Judge Says Father Due Credit for Support Overpayment
ALBANY - A father who overpaid child support by $29,000 due to a court's error is entitled to a credit, despite the public policy rule that generally eschews restitution or recoupment in support cases, an upstate Family Court judge has ruled in a matter of first impression.
Judge W. Dennis Duggan (See Profile) in Albany County, who had increased the man's child support by $1,000 a month in a decision later reversed by an appellate court, said it would be unjust to deny the father credit for at least some of the overpayment.
Duggan held that an Appellate Division decision reinstating an original support order constitutes a "new order" within the meaning of the Family Court Act, and therefore excess payment credit is attainable. He also found that the Court of Appeals has carved an exception to the general prohibition against refunding or crediting excess child-support payments.
Duggan noted that if the father had underpaid child support because of an ultimately reversed court order he would have to make up the difference. The judge also observed that if the father had not agreed with the support magistrate, he would be owed credit for whatever excess payments he made between the time of the support magistrate's decision and the Family Court's reversal.
"The law cannot countenance a situation where the father is liable for up to $29,000 in excess child support when Family Court gets it wrong but he would get a credit for up to $29,000 when Family Court gets it right," Duggan wrote in Schettini v. Overbaugh, 33926.
In this case, Duggan had initially directed the father to pay $1,500 per month under a divorce judgment. The support magistrate later increased the sum to $2,500 monthly based on a change of circumstances, and Duggan affirmed. But the Appellate Division, Third Department, reversed earlier this year in Overbaugh v. Schettini, 103 AD3d 972.

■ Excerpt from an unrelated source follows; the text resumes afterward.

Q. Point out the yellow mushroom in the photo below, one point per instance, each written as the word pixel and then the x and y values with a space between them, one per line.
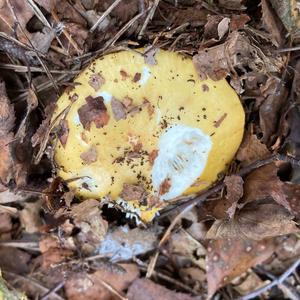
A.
pixel 142 130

Duggan opined that the Third Department's decision created a "new order" within the confines of §439 of the Family Court Act, which allows credit for payments made in excess of a new order. However, regardless of whether the appellate court's ruling was a "new" order, Duggan said the Court of Appeals in Spencer v. Spencer, 10 NY 3d 60 (2008), and in Johnson v. Chapin, 12 NY 3d 461 (2009), suggested that credits could be granted in a "proper" case.
Spencer dealt with a man subject to a Connecticut child-support order who subsequently moved to New York. In Connecticut, a parent's support obligation ends when the child turns 18, in contrast to New York's 21-year obligation.
The Court of Appeals held that the New York court could not modify the Connecticut order to comply with New York law, and further indicated that the father could seek credit for the excess support he paid while the case was navigating the New York courts.
Johnson involved a husband whose income turned out to be considerably less than the sum on which his maintenance and support were based. The Court of Appeals said the man was entitled to credit for the excess paid in equitable distribution, but not for the child support. Still, Duggan found that the high court had implicitly concluded that "in the right case, a credit could be granted" for overpaid child support.